Display width of unicode strings in Python [duplic

2020-02-13 14:06发布

问题:

This question already has answers here:
Closed 5 years ago.

How can I determine the display width of a Unicode string in Python 3.x, and is there a way to use that information to align those strings with str.format()?

Motivating example: Printing a table of strings to the console. Some of the strings contain non-ASCII characters.

>>> for title in d.keys():
>>>     print("{:<20} | {}".format(title, d[title]))

    zootehni-           | zooteh.
    zootekni-           | zootek.
    zoothèque          | zooth.
    zooveterinar-       | zoovet.
    zoovetinstitut-     | zoovetinst.
    母                   | 母母

>>> s = 'è'
>>> len(s)
    2
>>> [ord(c) for c in s]
    [101, 768]
>>> unicodedata.name(s[1])
    'COMBINING GRAVE ACCENT'
>>> s2 = '母'
>>> len(s2)
    1

As can be seen, str.format() simply takes the number of code-points in the string (len(s)) as its width, leading to skewed columns in the output. Searching through the unicodedata module, I have not found anything suggesting a solution.

Unicode normalization can fix the problem for è, but not for Asian characters, which often have larger display width.
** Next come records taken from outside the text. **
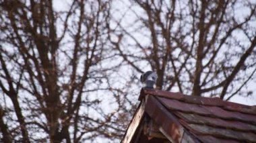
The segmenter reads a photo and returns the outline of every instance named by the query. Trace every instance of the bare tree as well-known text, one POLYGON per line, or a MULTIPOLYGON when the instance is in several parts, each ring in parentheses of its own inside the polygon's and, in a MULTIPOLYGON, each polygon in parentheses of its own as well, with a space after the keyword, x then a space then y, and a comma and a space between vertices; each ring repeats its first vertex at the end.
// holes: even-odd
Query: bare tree
POLYGON ((109 39, 135 71, 156 70, 159 89, 177 87, 185 94, 226 100, 251 95, 247 85, 255 79, 255 1, 146 0, 122 5, 126 9, 116 9, 122 16, 113 12, 110 21, 116 26, 109 28, 109 39))
POLYGON ((53 2, 0 1, 0 137, 4 142, 120 138, 125 129, 113 124, 121 94, 108 78, 119 65, 108 64, 115 55, 105 28, 109 2, 53 2), (111 102, 115 107, 106 111, 111 102))

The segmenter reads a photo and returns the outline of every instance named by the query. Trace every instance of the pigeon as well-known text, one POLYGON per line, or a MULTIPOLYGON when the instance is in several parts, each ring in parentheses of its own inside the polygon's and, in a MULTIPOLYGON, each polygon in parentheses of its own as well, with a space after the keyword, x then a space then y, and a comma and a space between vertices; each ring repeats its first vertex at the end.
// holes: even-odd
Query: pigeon
POLYGON ((140 77, 140 81, 145 84, 145 88, 154 89, 154 85, 156 83, 158 75, 154 71, 147 71, 140 77))

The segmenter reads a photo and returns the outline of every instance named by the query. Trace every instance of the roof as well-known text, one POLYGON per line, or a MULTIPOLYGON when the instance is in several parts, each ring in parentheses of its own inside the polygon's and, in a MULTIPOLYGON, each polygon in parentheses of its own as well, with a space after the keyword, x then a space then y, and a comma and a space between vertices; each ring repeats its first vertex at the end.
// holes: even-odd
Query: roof
MULTIPOLYGON (((225 101, 218 97, 146 89, 141 89, 139 100, 143 103, 140 107, 145 115, 140 115, 137 126, 131 127, 135 113, 123 142, 129 136, 129 128, 137 130, 130 136, 138 136, 137 129, 146 115, 158 126, 162 134, 173 142, 185 140, 189 142, 256 142, 255 106, 225 101)), ((134 138, 128 142, 135 142, 134 138)))

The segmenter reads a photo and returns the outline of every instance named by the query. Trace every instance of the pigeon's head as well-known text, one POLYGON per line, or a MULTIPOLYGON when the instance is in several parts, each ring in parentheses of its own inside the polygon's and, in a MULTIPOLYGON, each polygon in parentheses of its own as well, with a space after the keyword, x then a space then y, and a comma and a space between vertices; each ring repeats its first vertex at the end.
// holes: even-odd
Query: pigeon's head
POLYGON ((154 85, 156 83, 158 75, 154 71, 147 71, 140 77, 140 81, 145 84, 145 87, 154 89, 154 85))

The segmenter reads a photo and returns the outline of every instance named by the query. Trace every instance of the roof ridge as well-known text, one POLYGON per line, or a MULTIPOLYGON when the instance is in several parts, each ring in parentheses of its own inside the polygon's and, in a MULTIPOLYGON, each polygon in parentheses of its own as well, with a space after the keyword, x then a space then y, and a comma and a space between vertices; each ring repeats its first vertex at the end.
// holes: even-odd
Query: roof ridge
POLYGON ((221 107, 225 110, 238 111, 243 113, 256 115, 256 107, 250 106, 231 101, 223 101, 218 97, 199 97, 183 95, 180 92, 170 92, 158 89, 142 88, 139 100, 141 101, 146 95, 165 97, 171 99, 182 101, 188 103, 202 105, 221 107))

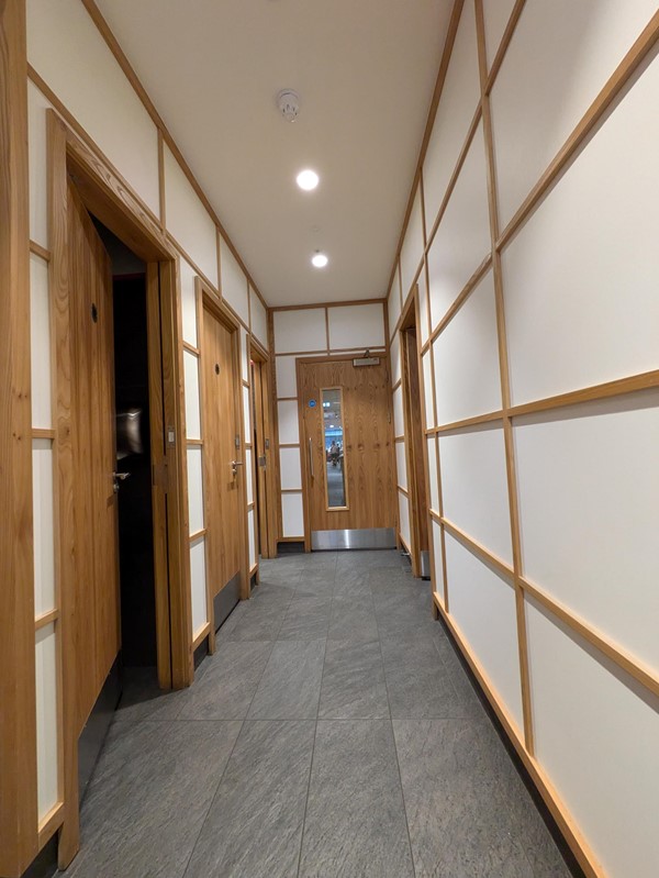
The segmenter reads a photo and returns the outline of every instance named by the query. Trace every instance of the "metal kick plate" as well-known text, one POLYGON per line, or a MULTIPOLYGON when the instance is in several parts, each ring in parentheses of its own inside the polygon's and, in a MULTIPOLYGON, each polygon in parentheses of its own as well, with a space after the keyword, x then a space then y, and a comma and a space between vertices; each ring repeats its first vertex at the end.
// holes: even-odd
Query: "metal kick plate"
POLYGON ((346 548, 395 548, 393 527, 364 527, 344 531, 312 531, 312 552, 346 548))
Similarly, zero-width unicode characters exist (e.g. zero-width space for allowing line breaks within words). You can't work around these issues with normalization, so please do not suggest "normalize your strings".

Edit: Added info about normalization.

Edit 2: In my original dataset also have some European combining characters that don't result in a single code-point even after normalization:

    zwemwater     | zwemw.
    zwia̢z-       | zw.

>>> s3 = 'a\u0322'   # The 'a + combining retroflex hook below' from zwiaz
>>> len(unicodedata.normalize('NFC', s3))
    2

回答1:

You have several options:

  1. Some consoles support escape sequences for pixel-exact positioning of the cursor. Might cause some overprinting, though.

    Historical note: This approach was used in the Amiga terminal to display images in a console window by printing a line of text and then advancing the cursor down by one pixel. The leftover pixels of the text line slowly built an image.

  2. Create a table in your code which contains the real (pixel) widths of all Unicode characters in the font that is used in the console / terminal window. Use a UI framework and a small Python script to generate this table.

    Then add code which calculates the real width of the text using this table. The result might not be a multiple of the character width in the console, though. Together with pixel-exact cursor movement, this might solve your issue.

    Note: You'll have to add special handling for ligatures (fi, fl) and composites. Alternatively, you can load a UI framework without opening a window and use the graphics primitives to calculate the string widths.

  3. Use the tab character (\t) to indent. But that will only help if your shell actually uses the real text width to place the cursor. Many terminals will simply count characters.

  4. Create a HTML file with a table and look at it in a browser.